Johnson hails Scotland's resolve
February 24, 2013
Scotland boss Scott Johnson admits his side were a little fortunate
Scotland interim boss Scott Johnson hailed his team's 12-8 win over Ireland but emphasised the need to improve ahead of their round four clash with Wales.
Scotland rode their luck at times with Ireland dominant in both territory and possession throughout the 80 minutes of rugby. But it was Scotland who came away from Murrayfield with a morale-boosting 12-8 triumph with Greig Laidlaw slotting four penalties to bring up their total.
It is the first time that Scotland have secured back-to-back wins in the Six Nations since the 2001 championship and Johnson praised his team for their performance. "I am happy for the boys because it showed a different side to us," Johnson said. "We probably should have been well behind at half-time and I think we showed great resolve.
"If we combine the resolve and the skill-set we think we can, we can do some damage. I'm happy but we go back to what we originally spoke about before the game - about performance, and there is plenty in that performance that we need to improve on.
"They (Ireland) felt they should have been well in front on the scoreboard and that creates its own pressure. You have to ride your luck sometimes in this game and what we can't do is get too carried away with it.
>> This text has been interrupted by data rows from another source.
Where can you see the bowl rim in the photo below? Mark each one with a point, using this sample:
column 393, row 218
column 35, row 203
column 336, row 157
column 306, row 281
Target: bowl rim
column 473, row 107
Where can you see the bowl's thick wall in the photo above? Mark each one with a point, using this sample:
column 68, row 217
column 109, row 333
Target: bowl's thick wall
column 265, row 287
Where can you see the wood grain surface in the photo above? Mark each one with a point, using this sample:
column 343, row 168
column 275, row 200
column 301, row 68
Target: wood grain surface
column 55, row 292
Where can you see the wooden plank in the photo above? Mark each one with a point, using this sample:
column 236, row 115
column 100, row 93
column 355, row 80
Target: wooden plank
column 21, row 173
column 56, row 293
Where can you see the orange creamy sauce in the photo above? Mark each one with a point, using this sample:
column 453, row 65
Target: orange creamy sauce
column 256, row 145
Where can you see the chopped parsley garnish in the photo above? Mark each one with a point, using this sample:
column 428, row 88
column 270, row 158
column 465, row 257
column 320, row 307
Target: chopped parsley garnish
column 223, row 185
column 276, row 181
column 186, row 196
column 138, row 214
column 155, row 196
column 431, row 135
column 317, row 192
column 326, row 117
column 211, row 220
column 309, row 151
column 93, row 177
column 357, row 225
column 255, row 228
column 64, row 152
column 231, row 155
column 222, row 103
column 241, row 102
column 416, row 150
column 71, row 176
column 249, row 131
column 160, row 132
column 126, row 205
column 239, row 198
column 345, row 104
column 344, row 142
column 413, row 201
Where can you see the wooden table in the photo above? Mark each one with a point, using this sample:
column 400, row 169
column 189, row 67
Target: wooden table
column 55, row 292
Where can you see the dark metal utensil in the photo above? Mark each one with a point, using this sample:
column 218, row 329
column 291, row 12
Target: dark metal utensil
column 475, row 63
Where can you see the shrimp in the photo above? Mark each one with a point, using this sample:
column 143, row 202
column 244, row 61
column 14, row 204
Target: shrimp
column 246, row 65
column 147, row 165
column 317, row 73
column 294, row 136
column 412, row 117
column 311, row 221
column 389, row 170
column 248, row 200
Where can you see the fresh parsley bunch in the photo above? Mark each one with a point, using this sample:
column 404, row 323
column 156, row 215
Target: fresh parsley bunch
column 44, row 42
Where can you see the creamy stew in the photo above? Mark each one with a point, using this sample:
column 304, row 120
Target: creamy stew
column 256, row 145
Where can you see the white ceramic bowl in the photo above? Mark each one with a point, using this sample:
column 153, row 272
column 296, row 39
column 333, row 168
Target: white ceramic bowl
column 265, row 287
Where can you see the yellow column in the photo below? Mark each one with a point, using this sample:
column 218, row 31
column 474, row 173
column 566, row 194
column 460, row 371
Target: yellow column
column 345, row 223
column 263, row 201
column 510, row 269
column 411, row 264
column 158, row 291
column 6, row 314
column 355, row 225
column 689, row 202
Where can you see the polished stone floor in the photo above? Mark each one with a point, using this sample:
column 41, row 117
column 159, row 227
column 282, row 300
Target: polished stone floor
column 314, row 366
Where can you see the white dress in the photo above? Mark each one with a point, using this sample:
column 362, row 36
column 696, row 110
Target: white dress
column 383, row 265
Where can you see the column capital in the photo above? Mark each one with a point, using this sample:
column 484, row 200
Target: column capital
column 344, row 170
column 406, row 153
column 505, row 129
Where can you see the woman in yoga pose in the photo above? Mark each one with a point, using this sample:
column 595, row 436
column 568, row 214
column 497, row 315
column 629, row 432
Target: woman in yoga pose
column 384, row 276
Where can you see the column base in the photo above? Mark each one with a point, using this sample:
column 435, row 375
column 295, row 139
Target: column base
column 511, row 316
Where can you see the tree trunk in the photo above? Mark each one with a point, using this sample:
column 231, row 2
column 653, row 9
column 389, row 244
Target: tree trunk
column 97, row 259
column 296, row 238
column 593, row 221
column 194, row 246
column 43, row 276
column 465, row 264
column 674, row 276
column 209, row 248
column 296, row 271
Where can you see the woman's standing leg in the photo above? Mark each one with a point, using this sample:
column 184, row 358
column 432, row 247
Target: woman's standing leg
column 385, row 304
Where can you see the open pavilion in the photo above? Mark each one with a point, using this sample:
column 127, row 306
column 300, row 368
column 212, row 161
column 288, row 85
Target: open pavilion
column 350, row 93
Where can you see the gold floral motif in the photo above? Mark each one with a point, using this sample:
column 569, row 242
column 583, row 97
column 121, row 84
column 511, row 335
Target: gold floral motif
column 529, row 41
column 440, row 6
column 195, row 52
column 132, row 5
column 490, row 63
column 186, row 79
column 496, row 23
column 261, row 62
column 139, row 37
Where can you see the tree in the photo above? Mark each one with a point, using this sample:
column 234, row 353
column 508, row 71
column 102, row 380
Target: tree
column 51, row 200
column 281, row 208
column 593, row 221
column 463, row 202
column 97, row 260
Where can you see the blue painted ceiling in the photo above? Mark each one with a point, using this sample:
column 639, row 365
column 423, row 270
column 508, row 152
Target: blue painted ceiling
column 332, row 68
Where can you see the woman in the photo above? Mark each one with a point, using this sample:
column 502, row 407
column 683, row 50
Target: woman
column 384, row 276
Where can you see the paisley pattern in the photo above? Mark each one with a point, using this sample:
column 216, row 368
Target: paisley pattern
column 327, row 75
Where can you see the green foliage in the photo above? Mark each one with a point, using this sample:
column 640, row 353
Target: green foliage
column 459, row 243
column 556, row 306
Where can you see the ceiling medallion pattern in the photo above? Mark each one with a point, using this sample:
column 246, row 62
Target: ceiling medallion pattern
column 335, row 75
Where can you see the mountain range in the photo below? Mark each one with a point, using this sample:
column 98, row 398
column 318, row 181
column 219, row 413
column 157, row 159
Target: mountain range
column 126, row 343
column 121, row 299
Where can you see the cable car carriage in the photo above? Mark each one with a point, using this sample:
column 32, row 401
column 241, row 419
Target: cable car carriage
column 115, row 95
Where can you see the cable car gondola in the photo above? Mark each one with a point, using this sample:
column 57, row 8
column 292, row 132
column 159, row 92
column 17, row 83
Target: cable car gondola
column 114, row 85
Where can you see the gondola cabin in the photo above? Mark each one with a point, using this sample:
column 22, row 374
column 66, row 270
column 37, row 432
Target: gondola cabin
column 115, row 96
We are proud of the victory but have to give an honest assessment that we need to improve."
He added: "We have got to be honest and say that that wasn't perfect from us. At half-time I felt like we must have watched Ali and Foreman or something. We were lulling them into some false sense of security. My neck was getting sore looking down to one end of the pitch.
"It's a funny game. I've played in games when I've been on the other side. It puts a bit of pressure on the team that should be in front. We went in at 3-0 down and I would have taken that. So we took it and we took our chances. We will enjoy the next 24 hours but we will also acknowledge that we have got to work on a few things."
His side remain in the title mix and Johnson believes his side can kick on from this result. "I think we are in it," he said. "There's no doubt we can compete. We have shown that once we get things right, we can hurt sides with the ball. But unfortunately in the first three games we have lost possession and we have lost territory. We have got to get a combination of both back into our game. If we get that right we have shown we can score tries against quality sides and we have shown we can defend like hell."
Ireland coach Declan Kidney reflects on his side's agonising defeat
Asked if he fancied the job of head coach full-time, Johnson added: "I keep saying - let's not get too far ahead of ourselves. I said I would sit down with the board at this completion of this, and we will do that and decide what is in the best interests of Scotland."
Scotland lock Jim Hamilton was handed the Man of the Match award for a huge performance where he disrupted Ireland's line out and also kept their pack moving forward. "That is a massive win for us," Hamilton said. "The support here was absolutely outstanding today and you saw what it meant to the boys hanging on in there at the end.
"We have put a lot of work into our line-out and scrum. I thought our scrum was absolutely immense. I think a special mention has to go to Geoff Cross today - he has come in and done a magnificent job. Credit to all the forwards. We really dug deep today and I think you can see that means a lot to us.
"We knew Ireland notoriously start well and we hung in there in the first half. To go in (at half-time) at 3-0 to Ireland was probably a good outcome for us. We went out in the second half and had to dig deep, and we took our chances."
Ireland captain Jamie Heaslip refused to accept his side should have opted for kicks at goal with two early penalty chances rather than kick for the corner and take a quick tap. "They were the right decisions given the momentum of the game at those points," he said. "We were applying a lot of pressure. Some kicking opportunities for the post we took and on the other ones it was better to go for the corner.
"We weren't accurate with our opportunities and Scotland took theirs, which is disappointing. We made a good few line breaks and applied pressure, but maybe we weren't accurate enough. In the second half we hit the ground running with the try. We knew Scotland could stay in games with very little possession. We felt confident and were focused in what we had to do. Confidence hasn't become an issue. In the second half we were good with the ball in hand. It was another close game and missed opportunity."
Debutant Ulster fly-half Paddy Jackson missed two penalties and a conversion, but coach Declan Kidney refused to blame the 21-year-old. "Paddy's general play was good. He helped us get a few line breaks and his kicks down the line put us in a good field position. He had the courage to go for those, which is a good thing," Kidney said. "His place kicking didn't go the way he would have liked but some days go like that. It's too easy to point the finger at that. Overall his general play was good.
"It's extremely disappointing. We lost by six points to England and by four points today. We had a lot more scoring opportunities today and put ourselves in good positions a few times, but had a few turnovers we wouldn't normally do. That just makes it a frustrating day for everybody."